Я смотрел на пальцы Миры. И заметил, что они очень тонкие, а вот фаланги широкие. На правой руке, которая лежит на столе, указательный и средний пальцы изогнуты вправо, а мизинец и безымянный – влево. То есть они смотрят друг на друга. Левой рукой, немного запачканной чернилами, Марецкая шкрябала. В аквариумах, как под лупой, виднелись огромные ресницы.
– Значит, слухи. Почему нас не уничтожили сразу, в первые дни? Нет, что-то другое у них на уме. Может, отправят на какие-то работы. Разное говорят о немцах, но и немец немцу рознь. Не могут они все поголовно оказаться зверями.
– Не могут, – повторила Марецкая и зачем-то сняла очки. Наверняка почуяла, что я на нее смотрю. Иногда. – Ты сам знаешь. Вот.
Она постучала по красно-белой баночке с шоколадом. Труба наконец затихла, очередь, наверное, разошлась. Теперь было слышно только навязчивое журчание воды, которая набиралась в бачок. У воды, запертой в трубы, был какой-то ненастоящий, железный звук. Я бы спятил жить в такой комнате, а Марецкие, наверное, и не замечают.
– Это исключение. Вряд ли он думал в тот момент, что делает, – возразил наконец я.
– Не думал, – согласился дед. – Но осталось же в нем что-то человеческое, так выходит? Видишь вот эту штуку?

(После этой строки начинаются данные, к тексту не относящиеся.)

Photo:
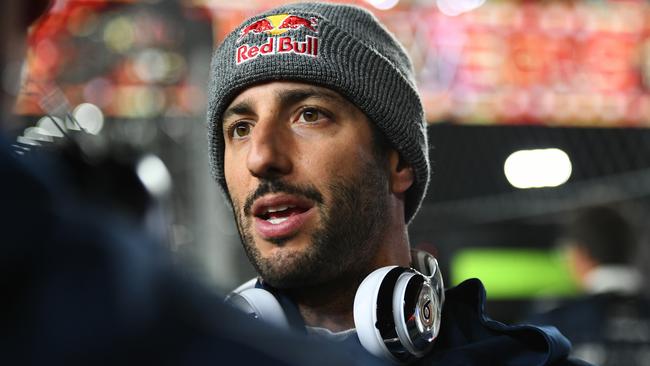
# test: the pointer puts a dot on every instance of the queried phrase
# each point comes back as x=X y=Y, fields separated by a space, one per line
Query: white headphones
x=397 y=310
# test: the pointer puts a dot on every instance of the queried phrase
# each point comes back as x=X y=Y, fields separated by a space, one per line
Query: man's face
x=307 y=183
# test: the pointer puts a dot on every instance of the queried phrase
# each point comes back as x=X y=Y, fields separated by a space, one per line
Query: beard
x=344 y=243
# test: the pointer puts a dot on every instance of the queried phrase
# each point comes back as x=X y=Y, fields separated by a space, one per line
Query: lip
x=291 y=225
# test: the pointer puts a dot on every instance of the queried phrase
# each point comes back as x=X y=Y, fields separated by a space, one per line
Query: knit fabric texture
x=341 y=47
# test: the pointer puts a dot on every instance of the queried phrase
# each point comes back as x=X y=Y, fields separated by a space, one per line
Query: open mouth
x=281 y=215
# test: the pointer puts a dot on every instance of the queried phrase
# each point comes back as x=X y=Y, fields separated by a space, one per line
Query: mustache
x=278 y=186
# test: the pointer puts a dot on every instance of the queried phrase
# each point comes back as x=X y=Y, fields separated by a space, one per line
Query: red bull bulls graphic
x=275 y=26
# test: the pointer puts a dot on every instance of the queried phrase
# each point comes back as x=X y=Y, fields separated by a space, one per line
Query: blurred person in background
x=318 y=141
x=610 y=323
x=83 y=284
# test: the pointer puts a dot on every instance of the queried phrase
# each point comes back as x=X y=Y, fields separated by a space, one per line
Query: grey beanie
x=341 y=47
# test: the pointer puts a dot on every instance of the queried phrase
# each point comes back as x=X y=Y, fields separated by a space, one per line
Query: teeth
x=277 y=208
x=277 y=220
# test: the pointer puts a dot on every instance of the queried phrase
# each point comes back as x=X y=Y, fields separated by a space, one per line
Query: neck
x=330 y=305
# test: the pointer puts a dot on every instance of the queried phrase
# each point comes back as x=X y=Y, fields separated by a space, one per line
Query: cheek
x=233 y=172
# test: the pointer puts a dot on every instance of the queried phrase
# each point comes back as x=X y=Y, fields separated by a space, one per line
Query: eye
x=312 y=115
x=240 y=130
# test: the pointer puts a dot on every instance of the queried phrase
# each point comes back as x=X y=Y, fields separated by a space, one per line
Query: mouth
x=281 y=215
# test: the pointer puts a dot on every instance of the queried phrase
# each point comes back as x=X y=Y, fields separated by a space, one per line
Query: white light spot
x=90 y=117
x=537 y=168
x=154 y=175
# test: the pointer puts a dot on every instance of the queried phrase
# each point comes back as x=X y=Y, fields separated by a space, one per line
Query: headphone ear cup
x=260 y=304
x=365 y=313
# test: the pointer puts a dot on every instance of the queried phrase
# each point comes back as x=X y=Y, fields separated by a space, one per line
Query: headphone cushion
x=260 y=304
x=365 y=313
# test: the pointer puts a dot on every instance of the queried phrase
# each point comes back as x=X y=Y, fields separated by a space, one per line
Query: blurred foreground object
x=84 y=283
x=610 y=325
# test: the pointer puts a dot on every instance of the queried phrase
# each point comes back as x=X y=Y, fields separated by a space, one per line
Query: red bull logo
x=275 y=26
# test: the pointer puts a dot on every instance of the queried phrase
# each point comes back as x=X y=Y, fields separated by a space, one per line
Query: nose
x=269 y=155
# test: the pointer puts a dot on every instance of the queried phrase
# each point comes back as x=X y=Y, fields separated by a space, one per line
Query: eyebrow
x=286 y=98
x=241 y=108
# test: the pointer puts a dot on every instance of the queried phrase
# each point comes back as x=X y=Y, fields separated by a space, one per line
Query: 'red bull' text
x=278 y=45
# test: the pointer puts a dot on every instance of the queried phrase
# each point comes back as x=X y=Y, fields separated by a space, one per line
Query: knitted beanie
x=340 y=47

Дед показал мне то, что он шлифовал.
– Это что? – спросил я.
– Я был в гестапо, Павлик.
– Где?! – я чуть не подпрыгнул.
– Знаешь, зачем меня туда позвали? Не догадаешься. У них там рояль из филармонии. Я этот рояль хорошо помню, я много инструментов в нашем городе помню.

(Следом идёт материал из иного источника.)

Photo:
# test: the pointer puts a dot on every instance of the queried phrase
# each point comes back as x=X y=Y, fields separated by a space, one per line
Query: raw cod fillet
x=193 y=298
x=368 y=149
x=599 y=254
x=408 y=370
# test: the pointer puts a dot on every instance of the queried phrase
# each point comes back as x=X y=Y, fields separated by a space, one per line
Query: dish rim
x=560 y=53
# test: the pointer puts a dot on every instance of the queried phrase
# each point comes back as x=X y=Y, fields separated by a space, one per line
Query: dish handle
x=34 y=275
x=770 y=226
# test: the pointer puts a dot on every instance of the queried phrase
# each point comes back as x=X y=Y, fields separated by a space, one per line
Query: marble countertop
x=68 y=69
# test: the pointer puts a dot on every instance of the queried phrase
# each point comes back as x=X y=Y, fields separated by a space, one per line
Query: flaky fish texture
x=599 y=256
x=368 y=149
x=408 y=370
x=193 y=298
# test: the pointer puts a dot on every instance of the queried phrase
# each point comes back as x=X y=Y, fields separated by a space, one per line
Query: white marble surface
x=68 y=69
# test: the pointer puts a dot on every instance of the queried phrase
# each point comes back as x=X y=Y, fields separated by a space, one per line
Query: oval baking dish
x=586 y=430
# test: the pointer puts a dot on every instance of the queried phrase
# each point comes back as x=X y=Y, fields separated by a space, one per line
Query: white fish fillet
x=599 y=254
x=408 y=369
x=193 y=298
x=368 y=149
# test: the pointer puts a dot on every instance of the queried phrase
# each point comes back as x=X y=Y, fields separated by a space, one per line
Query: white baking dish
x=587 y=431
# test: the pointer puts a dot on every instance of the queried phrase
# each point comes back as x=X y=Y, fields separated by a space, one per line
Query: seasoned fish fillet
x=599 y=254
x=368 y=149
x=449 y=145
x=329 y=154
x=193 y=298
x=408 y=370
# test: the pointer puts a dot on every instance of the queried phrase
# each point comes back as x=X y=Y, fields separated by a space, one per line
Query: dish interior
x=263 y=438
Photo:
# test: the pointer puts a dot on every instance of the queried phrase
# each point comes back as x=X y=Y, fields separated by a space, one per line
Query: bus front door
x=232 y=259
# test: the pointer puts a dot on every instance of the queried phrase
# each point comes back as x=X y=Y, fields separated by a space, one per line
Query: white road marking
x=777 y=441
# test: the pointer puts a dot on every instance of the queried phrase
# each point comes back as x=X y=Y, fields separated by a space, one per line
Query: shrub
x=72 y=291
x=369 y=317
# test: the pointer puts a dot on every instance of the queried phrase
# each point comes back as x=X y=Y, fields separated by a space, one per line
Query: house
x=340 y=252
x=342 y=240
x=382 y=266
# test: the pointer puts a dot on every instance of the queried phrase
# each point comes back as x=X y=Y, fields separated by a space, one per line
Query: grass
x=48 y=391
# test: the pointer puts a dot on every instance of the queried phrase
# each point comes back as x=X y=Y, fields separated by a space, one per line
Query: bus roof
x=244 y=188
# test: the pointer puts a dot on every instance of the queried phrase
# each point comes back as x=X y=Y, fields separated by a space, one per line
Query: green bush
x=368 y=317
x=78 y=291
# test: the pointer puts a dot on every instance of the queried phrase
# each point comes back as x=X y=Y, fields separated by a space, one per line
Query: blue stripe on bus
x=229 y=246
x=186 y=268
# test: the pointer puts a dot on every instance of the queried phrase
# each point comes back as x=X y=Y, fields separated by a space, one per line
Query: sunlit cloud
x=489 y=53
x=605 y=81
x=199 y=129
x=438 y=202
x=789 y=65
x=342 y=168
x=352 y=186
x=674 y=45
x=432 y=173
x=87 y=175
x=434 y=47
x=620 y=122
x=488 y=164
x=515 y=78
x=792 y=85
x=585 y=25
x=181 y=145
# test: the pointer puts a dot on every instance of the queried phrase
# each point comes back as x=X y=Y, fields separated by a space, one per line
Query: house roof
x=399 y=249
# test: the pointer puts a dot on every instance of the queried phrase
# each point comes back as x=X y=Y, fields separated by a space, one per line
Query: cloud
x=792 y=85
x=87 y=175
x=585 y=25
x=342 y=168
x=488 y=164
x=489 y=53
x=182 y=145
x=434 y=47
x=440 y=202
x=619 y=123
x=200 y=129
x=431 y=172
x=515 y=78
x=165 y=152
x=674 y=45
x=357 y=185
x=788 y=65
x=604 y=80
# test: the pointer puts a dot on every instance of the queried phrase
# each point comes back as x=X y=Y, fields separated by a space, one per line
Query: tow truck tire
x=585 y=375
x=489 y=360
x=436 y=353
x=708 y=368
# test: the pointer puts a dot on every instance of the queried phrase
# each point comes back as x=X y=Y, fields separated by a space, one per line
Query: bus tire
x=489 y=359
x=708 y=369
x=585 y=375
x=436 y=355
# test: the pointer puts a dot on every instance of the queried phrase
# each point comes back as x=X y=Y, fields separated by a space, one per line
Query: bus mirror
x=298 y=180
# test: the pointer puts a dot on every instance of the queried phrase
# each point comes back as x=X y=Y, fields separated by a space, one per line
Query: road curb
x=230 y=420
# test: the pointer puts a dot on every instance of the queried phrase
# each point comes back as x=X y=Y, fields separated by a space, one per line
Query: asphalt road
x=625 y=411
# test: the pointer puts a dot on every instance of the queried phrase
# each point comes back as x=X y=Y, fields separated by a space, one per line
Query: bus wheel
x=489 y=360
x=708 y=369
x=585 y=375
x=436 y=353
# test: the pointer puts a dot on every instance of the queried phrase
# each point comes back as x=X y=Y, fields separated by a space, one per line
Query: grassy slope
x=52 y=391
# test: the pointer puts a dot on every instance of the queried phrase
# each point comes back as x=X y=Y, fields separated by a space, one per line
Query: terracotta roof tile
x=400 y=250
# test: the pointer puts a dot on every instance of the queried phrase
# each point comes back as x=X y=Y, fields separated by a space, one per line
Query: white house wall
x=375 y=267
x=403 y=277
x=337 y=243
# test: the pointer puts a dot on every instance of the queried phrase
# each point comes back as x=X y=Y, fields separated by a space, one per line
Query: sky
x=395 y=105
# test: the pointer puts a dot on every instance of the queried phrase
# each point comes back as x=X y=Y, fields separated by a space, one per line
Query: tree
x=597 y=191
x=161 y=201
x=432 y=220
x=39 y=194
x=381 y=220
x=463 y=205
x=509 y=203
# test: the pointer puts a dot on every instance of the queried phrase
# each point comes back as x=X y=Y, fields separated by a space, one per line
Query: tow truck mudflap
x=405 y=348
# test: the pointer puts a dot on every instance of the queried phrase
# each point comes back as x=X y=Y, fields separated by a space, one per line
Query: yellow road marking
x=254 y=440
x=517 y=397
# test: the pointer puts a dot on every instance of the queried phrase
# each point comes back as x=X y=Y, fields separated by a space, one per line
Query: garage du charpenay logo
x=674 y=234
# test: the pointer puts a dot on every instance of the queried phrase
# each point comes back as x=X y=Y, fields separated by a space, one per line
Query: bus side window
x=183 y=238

– Дедушка настройщик, – пояснила Марецкая. – Он лучший настройщик!
– Замечательный рояль. Но вот пострадал немного, дека треснула.
– Рояль у фашистов? – удивился я. – Зачем им сдался наш рояль? Трофей? Переправят этого слона в Германию? Почему вы вообще согласились на них работать?!
– Инструменты как люди. У каждого свой голос и своя судьба. В чем виноват рояль? Если бы я был врачом, как думаешь, хорошо вышло бы, если бы я выбирал, кому помочь, а кому – нет? Чем бы я тогда отличался от фашистов?